OpenStack Compute (nova)

Bug #1947753
Comment #3

Comment 3 for bug 1947753

Revision history for this message

Sylvain Bauza (sylvain-bauza) wrote on 2021-10-27:

OK, let me get it right.

You say that if you want to evacuate an instance, you don't really know whether the original service runs correctly, right?
That's basically why Nova verifies whether the host is not operational and somehow 'failed'.
Sometimes, you're right, Nova thinks the compute service isn't faulty and then you can't evacuate. Some other time, Nova thinks the compute service *is* faulty and then you can evacuate.

If you're doing so, then indeed you could have problems *if* the host is actually running.
That's why in general we recommend operators to "fence" the original faulty host that's detected by Nova before evacuating.

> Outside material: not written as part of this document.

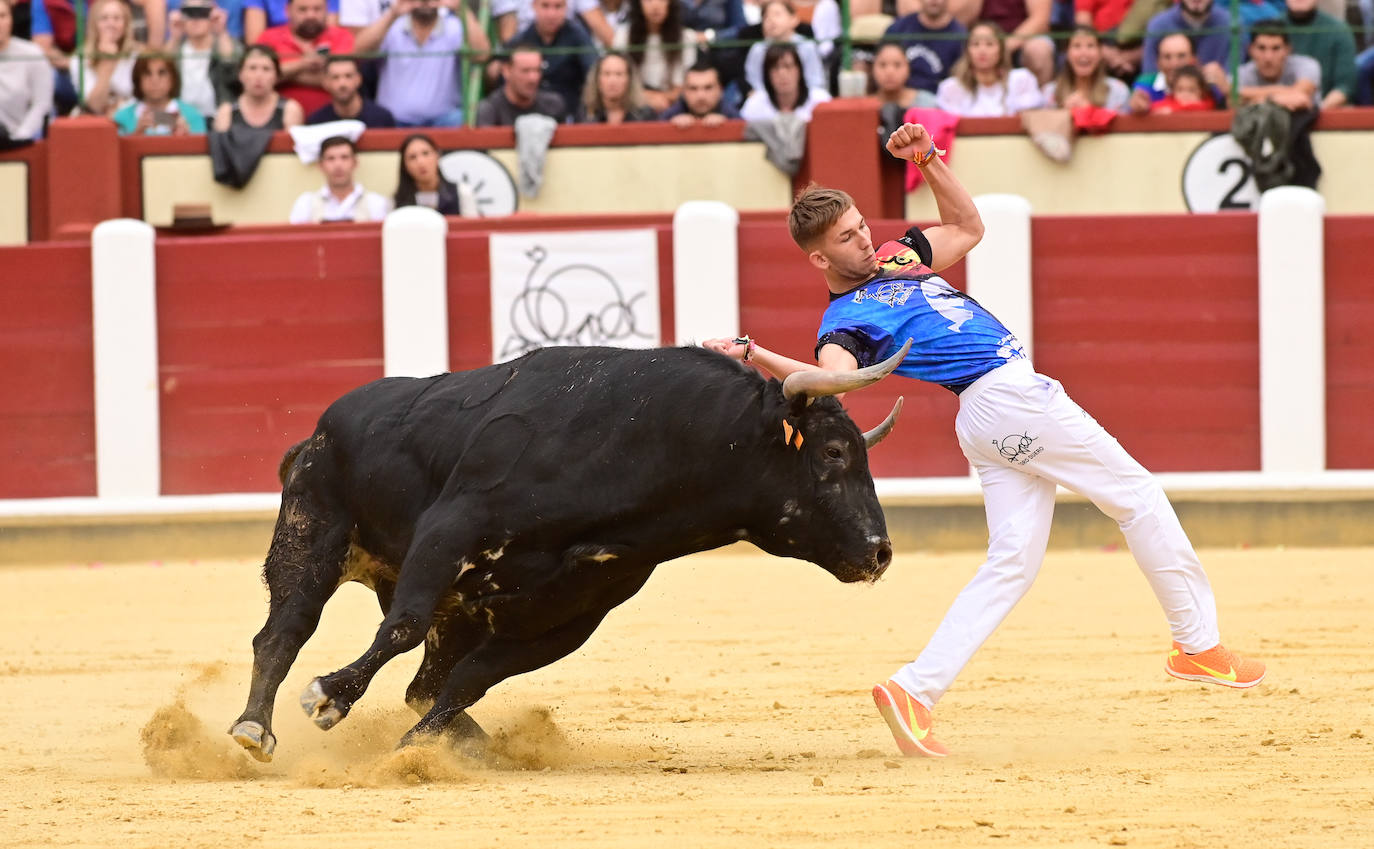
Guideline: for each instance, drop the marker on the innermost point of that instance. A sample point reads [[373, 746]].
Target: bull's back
[[558, 415]]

Either way, if the service continues to run, it verifies the evacuation status periodically and deletes the host. So, maybe you're getting a race when you evacuate while a compute fault is transient and then you see a problem.

If so, I'd recommend you, as I said, to 'fence' the host before evacuating instances... or wait a little bit before evacuating the instances if the issue is transient.
Maybe that's something related to healthchecks we want to work on : if you're getting a better status of a faulty compute service, you wouldn't issue evacuations unless you're sure it went down.

Putting the bug report as Opinion but I'm more than happy to discuss with you, Belmiro, on #openstack-nova if you wish.